0 Comments

For anyone following the saga of my adventures with RavenDB, good news! It turns out its much easier to run a RavenDB server on reasonable hardware when you just put less data in it. I cleaned out the massive chunk of abandoned data over the last few weeks and everything is running much better now.

That’s not what this blog post is about though, which I’m sure is disappointing at a fundamental level.

This post is a quick one about some of the fun times that we had setting up access to customer data for the business to use for analysis purposes. What data? Well, lets go back a few steps to set the stage.

Our long term strategy has been to free customer data stuck in on-premises databases so that the customer can easily use it remotely, in mobile applications and webpages, without having to have physical access to their database server (i.e. be in the office, or connected to their office network). This sort of strategy benefits both parties, because the customer gains access to new, useful services for when they are on the move (very important for real estate agents) and we get to develop new and exciting tools and services that leverage their data. Win-win.

Of course, everything we do involving this particular product is a stopgap until we migrate those customers to a completely cloud based offering, but that’s a while away yet, and we need to stay competitive in the meantime.

As part of the creation of one of our most recent services, we consolidated the customer data location in the Cloud, and so now we have a multi tenant database in AWS that contains a subset of all of the data produced by our customers. We built the database to act as the backend for a system that allows the customer to easily view their data remotely (read only access), but the wealth of information available in that repository piqued the interest of the rest of the business, mostly around using it to calculate statistics and comparison points across our entire customer base.

Now, as a rule of thumb, I’m not going to give anyone access to a production database in order to perform arbitrary, ad-hoc queries, no matter how hard they yell at me. There are a number of concerns that lead towards this mindset, but the most important one is that the database has been optimized to work best for the applications that run on it. It is not written with generic, ad-hoc intelligence queries in mind, and any such queries could potentially have an impact on the operation of the database for its primary purpose. The last thing I want is for someone to decide they want to calculate some heavy statistics over all of the data present, tying up resources that are necessary to answer queries that customers are actually asking. Maintaining quality of service is critically important.

However, the business desire is reasonable and real value could be delivered to the customer with any intelligence gathered.

So what were we to do?

Stop Copying Me

The good thing about working with AWS is that someone, somewhere has probably already tried to do what you’re trying to do, and if you’re really lucky, Amazon has already built in features to make doing the thing easy.

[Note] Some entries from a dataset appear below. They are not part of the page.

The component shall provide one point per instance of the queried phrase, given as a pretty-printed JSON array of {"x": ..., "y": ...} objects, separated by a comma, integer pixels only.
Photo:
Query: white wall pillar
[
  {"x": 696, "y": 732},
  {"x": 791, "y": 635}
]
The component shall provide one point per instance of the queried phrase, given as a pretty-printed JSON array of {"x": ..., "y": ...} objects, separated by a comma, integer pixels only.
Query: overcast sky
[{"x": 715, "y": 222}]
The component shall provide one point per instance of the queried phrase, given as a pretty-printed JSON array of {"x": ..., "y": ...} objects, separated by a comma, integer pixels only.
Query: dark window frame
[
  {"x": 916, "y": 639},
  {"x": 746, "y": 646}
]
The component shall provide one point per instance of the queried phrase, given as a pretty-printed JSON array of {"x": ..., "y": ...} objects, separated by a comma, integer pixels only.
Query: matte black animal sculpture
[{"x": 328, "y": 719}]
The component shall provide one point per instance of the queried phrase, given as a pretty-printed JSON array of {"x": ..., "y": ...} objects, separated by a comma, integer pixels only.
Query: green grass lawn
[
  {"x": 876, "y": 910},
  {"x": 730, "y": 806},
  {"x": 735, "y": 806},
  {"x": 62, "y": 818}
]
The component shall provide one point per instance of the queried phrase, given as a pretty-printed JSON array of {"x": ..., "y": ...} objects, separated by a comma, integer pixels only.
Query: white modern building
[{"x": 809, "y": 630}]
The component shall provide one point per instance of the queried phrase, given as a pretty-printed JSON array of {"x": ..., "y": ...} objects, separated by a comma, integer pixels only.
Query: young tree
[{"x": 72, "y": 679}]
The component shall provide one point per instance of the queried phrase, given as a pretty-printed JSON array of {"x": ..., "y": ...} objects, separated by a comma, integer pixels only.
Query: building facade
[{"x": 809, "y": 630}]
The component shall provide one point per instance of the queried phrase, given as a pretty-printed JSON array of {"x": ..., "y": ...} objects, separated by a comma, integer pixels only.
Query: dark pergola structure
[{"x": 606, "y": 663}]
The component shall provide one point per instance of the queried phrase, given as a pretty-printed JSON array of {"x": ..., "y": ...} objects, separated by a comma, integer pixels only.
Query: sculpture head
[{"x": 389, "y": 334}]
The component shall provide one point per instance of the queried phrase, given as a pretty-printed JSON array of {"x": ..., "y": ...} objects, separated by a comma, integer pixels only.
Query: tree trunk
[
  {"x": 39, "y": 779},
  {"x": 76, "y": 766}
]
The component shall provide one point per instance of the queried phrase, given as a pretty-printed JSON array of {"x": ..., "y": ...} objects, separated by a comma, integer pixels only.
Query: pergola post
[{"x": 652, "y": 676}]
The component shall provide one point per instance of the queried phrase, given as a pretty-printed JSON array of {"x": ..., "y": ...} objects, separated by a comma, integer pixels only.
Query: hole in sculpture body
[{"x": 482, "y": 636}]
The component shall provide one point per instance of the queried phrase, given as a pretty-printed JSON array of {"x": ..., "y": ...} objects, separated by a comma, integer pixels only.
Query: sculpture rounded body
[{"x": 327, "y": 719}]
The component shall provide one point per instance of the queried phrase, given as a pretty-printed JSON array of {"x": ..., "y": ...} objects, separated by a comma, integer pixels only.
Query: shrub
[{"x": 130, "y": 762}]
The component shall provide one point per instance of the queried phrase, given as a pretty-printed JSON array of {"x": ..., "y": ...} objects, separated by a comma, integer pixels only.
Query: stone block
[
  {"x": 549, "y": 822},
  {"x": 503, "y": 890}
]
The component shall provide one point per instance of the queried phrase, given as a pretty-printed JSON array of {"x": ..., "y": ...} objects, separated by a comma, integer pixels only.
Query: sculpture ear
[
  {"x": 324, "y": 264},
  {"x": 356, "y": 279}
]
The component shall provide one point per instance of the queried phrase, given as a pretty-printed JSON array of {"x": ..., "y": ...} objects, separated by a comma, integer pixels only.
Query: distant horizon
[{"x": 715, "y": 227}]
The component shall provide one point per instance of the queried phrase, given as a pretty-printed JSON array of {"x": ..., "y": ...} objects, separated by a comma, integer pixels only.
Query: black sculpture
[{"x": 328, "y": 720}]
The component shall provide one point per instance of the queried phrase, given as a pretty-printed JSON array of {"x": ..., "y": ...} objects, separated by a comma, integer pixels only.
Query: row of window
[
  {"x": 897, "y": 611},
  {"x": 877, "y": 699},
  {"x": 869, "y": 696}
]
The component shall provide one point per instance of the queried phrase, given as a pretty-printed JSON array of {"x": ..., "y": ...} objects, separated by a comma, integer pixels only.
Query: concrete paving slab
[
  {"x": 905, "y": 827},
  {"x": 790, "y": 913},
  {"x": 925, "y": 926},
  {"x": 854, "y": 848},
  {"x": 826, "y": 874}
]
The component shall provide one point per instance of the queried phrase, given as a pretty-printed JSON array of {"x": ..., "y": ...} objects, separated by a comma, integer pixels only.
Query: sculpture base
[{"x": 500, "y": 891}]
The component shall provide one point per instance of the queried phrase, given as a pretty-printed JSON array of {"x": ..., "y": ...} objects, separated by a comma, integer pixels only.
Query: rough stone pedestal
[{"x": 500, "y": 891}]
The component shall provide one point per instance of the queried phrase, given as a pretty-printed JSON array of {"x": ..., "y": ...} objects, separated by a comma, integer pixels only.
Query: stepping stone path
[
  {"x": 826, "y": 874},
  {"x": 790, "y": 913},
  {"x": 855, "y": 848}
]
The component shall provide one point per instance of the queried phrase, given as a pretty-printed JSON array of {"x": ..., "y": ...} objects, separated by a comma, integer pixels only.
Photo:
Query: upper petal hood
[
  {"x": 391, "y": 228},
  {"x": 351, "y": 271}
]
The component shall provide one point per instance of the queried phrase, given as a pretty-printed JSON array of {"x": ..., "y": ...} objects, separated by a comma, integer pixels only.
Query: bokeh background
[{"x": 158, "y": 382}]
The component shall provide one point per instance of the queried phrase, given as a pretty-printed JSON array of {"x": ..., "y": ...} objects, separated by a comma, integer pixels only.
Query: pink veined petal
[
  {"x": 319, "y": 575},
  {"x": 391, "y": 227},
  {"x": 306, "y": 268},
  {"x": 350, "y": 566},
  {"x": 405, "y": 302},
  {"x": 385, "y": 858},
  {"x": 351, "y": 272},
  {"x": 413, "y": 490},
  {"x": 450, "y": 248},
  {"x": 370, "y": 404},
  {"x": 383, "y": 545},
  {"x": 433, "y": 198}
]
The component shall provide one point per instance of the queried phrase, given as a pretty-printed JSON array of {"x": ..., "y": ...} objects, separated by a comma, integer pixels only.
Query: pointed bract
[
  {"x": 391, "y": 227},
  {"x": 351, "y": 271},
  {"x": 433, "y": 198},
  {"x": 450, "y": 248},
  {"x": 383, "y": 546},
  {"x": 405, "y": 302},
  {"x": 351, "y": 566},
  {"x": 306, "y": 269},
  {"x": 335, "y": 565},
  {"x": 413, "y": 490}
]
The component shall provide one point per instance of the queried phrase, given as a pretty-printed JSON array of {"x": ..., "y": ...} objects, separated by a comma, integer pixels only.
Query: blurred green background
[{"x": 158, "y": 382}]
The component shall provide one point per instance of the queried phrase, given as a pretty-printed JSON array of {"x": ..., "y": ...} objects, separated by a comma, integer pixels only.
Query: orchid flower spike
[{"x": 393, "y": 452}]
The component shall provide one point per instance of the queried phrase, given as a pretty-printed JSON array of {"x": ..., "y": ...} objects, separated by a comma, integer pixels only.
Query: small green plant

Such was the case with us.

An RDS read-replica neatly resolves all of my concerns. The data will be asynchronously copied from the master to the replica, allowing business intelligence queries to be performed with wild abandon without having to be concerned with affecting the customer experience. You do have to be aware of the eventually consistent  nature of the replica, but that’s not as important when the queries being done aren’t likely to be time critical. Read-replicas can even be made publicly accessible (without affecting the master), allowing you to provision access to them without requiring a VPN connection or something similarly complicated.

Of course, if it was that easy, I wouldn’t have written a blog post about it.

Actually creating a read-replica is easy. We use CloudFormation to initialise our AWS resources, so its a fairly simple matter to extend our existing template with another resource describing the replica. You can easily specify different security groups for the replica, so we can lock it down to be publicly resolvable but only accessible from approved IP addresses without too much trouble (you’ll have to provision a security group with the appropriate rules to allow traffic from your authorised IP addresses, either as part of the template, or as a parameter injected into the template).

There are some tricks and traps though.

If you want to mark a replica as publicly accessible (i.e. it gets a public IP address) you need to make sure you have DNS Resolution and DNS Hostnames enabled on the host VPC. Not a big deal to be honest, but I think DNS Hostnames default to Off, so something to watch out for. CloudFormation gives a nice error message in this case, so its easy to tell what to do.

What’s not so easy is that if you have the standard public/private split of subnets (where a public subnet specifies the internet gateway for routing of all traffic and a private subnet either specifies nothing or a NAT) you must make sure to put your replica in the public subnets. I think this applies for any instance that is going to be given a public IP address. If you don’t do this, no traffic will be able to escape from the replica because the router table will try to push it through the NAT on the way out. This complicates things with the master RDS instance as well, because both replica and master must share the same subnet group, so the master must be placed in the public subnets as well.

With all the CloudFormation/AWS/RDS chicanery out of the way, you still need to manage access to the replica using the standard PostgreSQL mechanisms though.

The Devil Is In The Details

The good thing about PostgreSQL read replicas is that they don’t allow any changes at all, even if using the root account. They are fundamentally readonly, which is fantastic.

There was no way that I was going to publicise the master password for the production RDS instance though, so I wanted to create a special user just for the rest of the business to access the replica at will, with as few permissions as possible.

Because of the aforementioned readonly-ness of the replica, you have to create the user inside the master instance, which will then propagate it across to the replica in time. When it comes to actually managing permissions for users in the PostgreSQL database though, its a little bit different to the RDBMS that I’m most familiar with, SQL Server. I don’t think its better or worse, its just different.

PostgreSQL servers hosts many databases, and each database hosts many schemas. Users however, appear to exist at the server level, so in order to manage access, you need to grant the user access to the databases, schemas and then tables (and sequences) inside that schema that you want them to be able to use.

At the time when our RDS instance is initialised, there are no databases, so we had to do this after the fact. We could provision the user and give it login/list database rights, but it couldn’t select anything from tables until we gave it access to those tables using the master user.

GRANT USAGE ON {schema} TO {username}

GRANT SELECT ON ALL TABLES IN {schema} TO {username}

GRANT SELECT ON ALL SEQUENCES IN {schema} TO {username}

Granting access once is not enough though, because any additional tables created after the statement is executed will not be accessible. To fix that you have to alter the default privileges of the schema, granting the appropriate permissions for the user you are interested in.

ALTER DEFAULT PRIVILEGES IN SCHEMA {schema}
    GRANT SELECT ON TABLES TO {username}

With all of that out of the way, we had our replica.

Conclusion

Thanks to AWS, creating and managing a read-replica is a relatively painless procedure. There are some tricks and traps along the way, but they are very much surmountable. Its nice to be able to separate our concerns cleanly, and to have support for doing that at the infrastructure level.

I shudder to think how complicated something like this would have been to setup manually.

I really do hope AWS never goes full evil and decides to just triple or quadruple their prices though, because it would take months to years to replicate some of the things we’re doing in AWS now.

We’d probably just be screwed.